Dr. Gomez: Providing Empathy, Access and Exceptional Care
For Mary Joyce Gomez, DDS, director of the St. Bernard Hospital Dental Center on Chicago’s South Side, a usual day could involve writing grants for the clinic’s upcoming projects, preparing data and completing reports, giving presentations to donors, or performing adult and pediatric dental care in the hospital’s clinic or operating room. A passionate advocate for the communities she provides care for, Gomez’s mission is to bring both basic services and hope to vulnerable populations in Chicago.
Gomez prioritizes empathy and access while providing good technical care. She’s never more serious than when talking about her patients, but, during treatment, she often expresses her warm, exuberant personality — singing with her patients and donning a tiara when she’s treating children. “I’m no special person,” she maintains. “I’m just here to help.”

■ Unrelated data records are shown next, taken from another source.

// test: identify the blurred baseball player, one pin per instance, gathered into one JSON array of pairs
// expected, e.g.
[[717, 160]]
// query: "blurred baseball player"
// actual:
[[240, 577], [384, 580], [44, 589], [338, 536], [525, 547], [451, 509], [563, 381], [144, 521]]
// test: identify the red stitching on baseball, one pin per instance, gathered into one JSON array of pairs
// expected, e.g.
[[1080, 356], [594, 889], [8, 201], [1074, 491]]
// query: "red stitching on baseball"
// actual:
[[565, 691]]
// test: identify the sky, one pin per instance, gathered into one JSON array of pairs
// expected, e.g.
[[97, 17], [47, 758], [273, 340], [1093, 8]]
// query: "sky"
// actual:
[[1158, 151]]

Since joining St. Bernard in 2017, Gomez has expanded the client population, moving from strictly pediatric care to treating seniors, special needs patients and low-income adults. Believing the clinic should make services more accessible and convenient for patients, Gomez and her staff abolished the clinic’s late policy. After discovering that parent work conflicts and issues with transportation were barriers to pediatric patient attendance, the clinic began offering services in schools and out of a van.
Gomez embraces a holistic approach to patient care. “We dentists do some of everything,” she says. “We are a patient’s therapist and psychologist. We are the artists, the engineers. We provide education. It’s not only the teeth — we are looking after the whole person.”

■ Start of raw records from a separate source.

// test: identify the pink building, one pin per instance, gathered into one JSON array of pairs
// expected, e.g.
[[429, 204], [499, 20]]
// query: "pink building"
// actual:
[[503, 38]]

Gomez grew up in Manila in the Philippines, the daughter of a dentist father and an academic mother. At an early age, she was comfortable in the dental environment — her father’s office was attached to the family home. However, when her father predicted she would follow in his footsteps, she adamantly disagreed. “I hated the smell of the dental office,” she remembers.

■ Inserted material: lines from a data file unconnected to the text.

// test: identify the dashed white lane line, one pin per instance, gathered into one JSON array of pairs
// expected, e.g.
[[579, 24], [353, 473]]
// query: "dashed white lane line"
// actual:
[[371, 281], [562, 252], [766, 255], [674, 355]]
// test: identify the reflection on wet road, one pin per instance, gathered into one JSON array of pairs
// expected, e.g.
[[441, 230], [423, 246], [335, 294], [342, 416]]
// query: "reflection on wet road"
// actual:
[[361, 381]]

She felt drawn to the ministry but, when her father became ill in her late teens, began to appreciate the community aspect of her father’s work. She recalls many of his patients visiting him in the hospital to wish him well. “It was like he was a celebrity or something,” she says. “He helped so many people; he touched their lives.”
After her father’s death, Gomez’s mother — whom Gomez describes as “the visionary in the family; whatever she says always happens” — encouraged her to pursue a health-related career. She earned her Doctor of Dental Surgery and practiced in the Philippines for eight years, working in hospital and pediatric dentistry. Her mother then encouraged her to join her brother in the United States.
Her journey to becoming a fully licensed dentist in the United States was long and difficult. The day before she was scheduled to take the National Board Dental Examination (NBDE) Part I to start her pursuit of a U.S. dental license, she lost her mother. After passing the NBDE Part II and planning to take the bench test in California, new licensure requirements were established, requiring Gomez to complete and finance two additional years of dental school in the United States.
Working as an orthodontic assistant in Maryland, Gomez spent nine years obtaining her green card and applying for dental school. She had just started her second semester at the University of Illinois at Chicago when she was diagnosed with breast cancer and had to stop for a year to get treatment.
Undaunted, she persisted in fulfilling her ambitions, returning to school after her cancer was in remission. “When I came back, the students were like, ‘Who’s that? She might be our new professor.’ Because I was so old and bald!” she laughs.
Gomez says her struggles taught her a vocabulary for encouraging resilience in others and the value of giving people a chance. She understands the complicated interpersonal needs of her patients because she’s been in their position. “I have been on the other side of the chair; I’ve been a patient, too,” she says. “Patients may be concerned or worried or hopeless, and we can be a beacon of hope for them.”
Outside of work, Gomez enjoys watching suspenseful movies and spending time with her husband. She spends a lot of time thinking about the future of the clinic, making plans for a sedation clinic for special needs patients and hoping to create a residency program in the future. She considers her work in the community to be like a ministry. “I feel that this is what I was created for,” says Gomez. “This is my purpose.”